The most powerful tool of a marketer is email marketing. Both highly measurable and capable of producing impressive ROI, it is not uncommon to hear people boast about high deliverability as one of these metrics that truly matter.
But what does ‘deliverability’ actually mean? Statistics suggest that 1 in every 5 emails fail to land in the inbox which means 20% of opportunities to connect with customers are regularly being missed.
Marketers are often (incorrectly) under the assumption that a measurement of their deliverability is simply the proportion of emails that were ‘accepted’. An email is considered to be delivered if it does not bounce or doesn’t get returned to the mail server. Delivery rate is a calculation of mail sent minus the volume that bounced. But to really be able to consider campaigns to be successful, marketers need to ensure that what they’re sending is not becoming stuck in spam – or ignored.
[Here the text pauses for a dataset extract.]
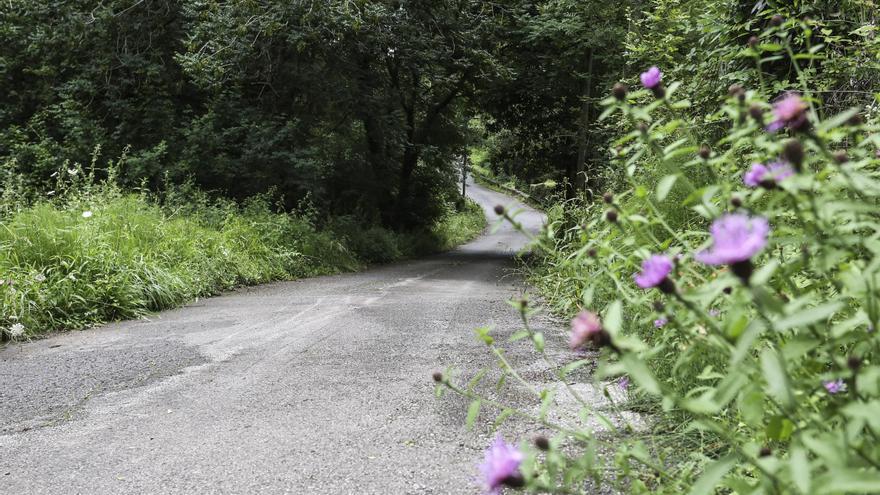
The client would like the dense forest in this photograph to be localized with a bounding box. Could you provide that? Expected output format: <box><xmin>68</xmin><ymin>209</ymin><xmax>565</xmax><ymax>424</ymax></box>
<box><xmin>0</xmin><ymin>0</ymin><xmax>880</xmax><ymax>493</ymax></box>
Overall, deliverability is making sure you are doing what you can to put yourself in the best position to be actually seen by your subscribers. Taking this into account, it is important to understand exactly what happens after you click send and to understand what has happened when it doesn’t go to plan.
All Internet Service Providers (ISPs) have developed different filtering methods as a way of offering unique customer inbox experiences. They all offer a form of global level blocking which makes a big difference in the world of email spam.
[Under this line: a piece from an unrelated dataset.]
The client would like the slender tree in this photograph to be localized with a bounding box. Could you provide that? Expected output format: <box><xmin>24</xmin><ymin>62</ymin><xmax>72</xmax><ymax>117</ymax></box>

Spam is often a word that is synonymous with annoying people. It is universally hated, and marketers shouldn’t be sending it because, quite simply, no-one likes receiving irrelevant mail.
However, not only is it annoying and damaging to the customer experience on an individual level, it is also potentially quite dangerous, because not all spam is the result of ‘innocent’ unsophisticated marketing.
Spam and blocking
70 per cent of mail sent globally is considered spam and these filters drastically reduce the volume coming to an inbox. However, the interpretation of spam differs from person to person, hence the saying ‘one person’s spam is another man’s ham’. As a result, local level blocking has given the recipient the power to take control of their inbox.
Make the grade: Be wanted
What is becoming increasingly important is humanisation in email communication; making your email wanted is the key to a successful mail programme.
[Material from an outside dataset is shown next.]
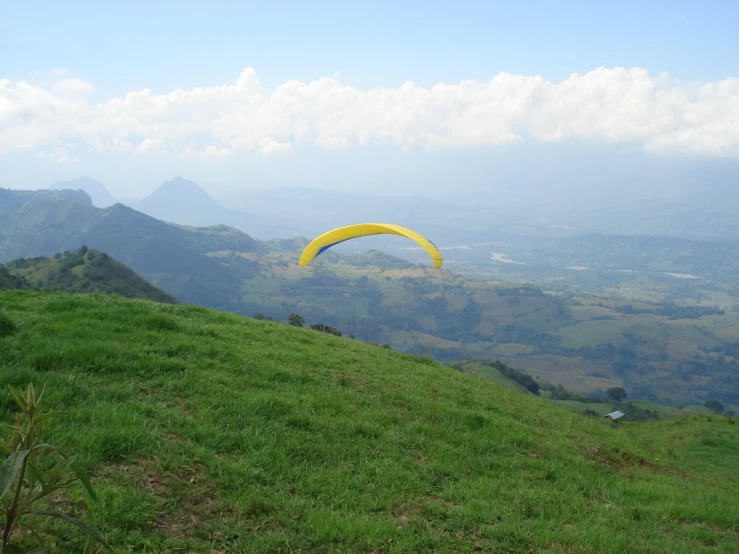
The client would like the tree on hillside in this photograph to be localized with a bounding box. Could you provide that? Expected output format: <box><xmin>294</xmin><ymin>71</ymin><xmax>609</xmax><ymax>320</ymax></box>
<box><xmin>287</xmin><ymin>313</ymin><xmax>305</xmax><ymax>327</ymax></box>
<box><xmin>704</xmin><ymin>400</ymin><xmax>724</xmax><ymax>414</ymax></box>
<box><xmin>606</xmin><ymin>387</ymin><xmax>626</xmax><ymax>402</ymax></box>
With the recent update of Google’s Gmail Android app, customers were given greater control of their mailbox on their personal devices. Blocking a sender means all future mailings are instantly moved to the spam folder.
It is essential to ensure that your participants actually want to receive your messages. Personalisation and relevance are crucial. There is nothing to lose. By putting your consumer at the centre of your marketing strategy, you’re providing a more relevant and positive customer experience, which will reap the rewards in receiving both their time and attention.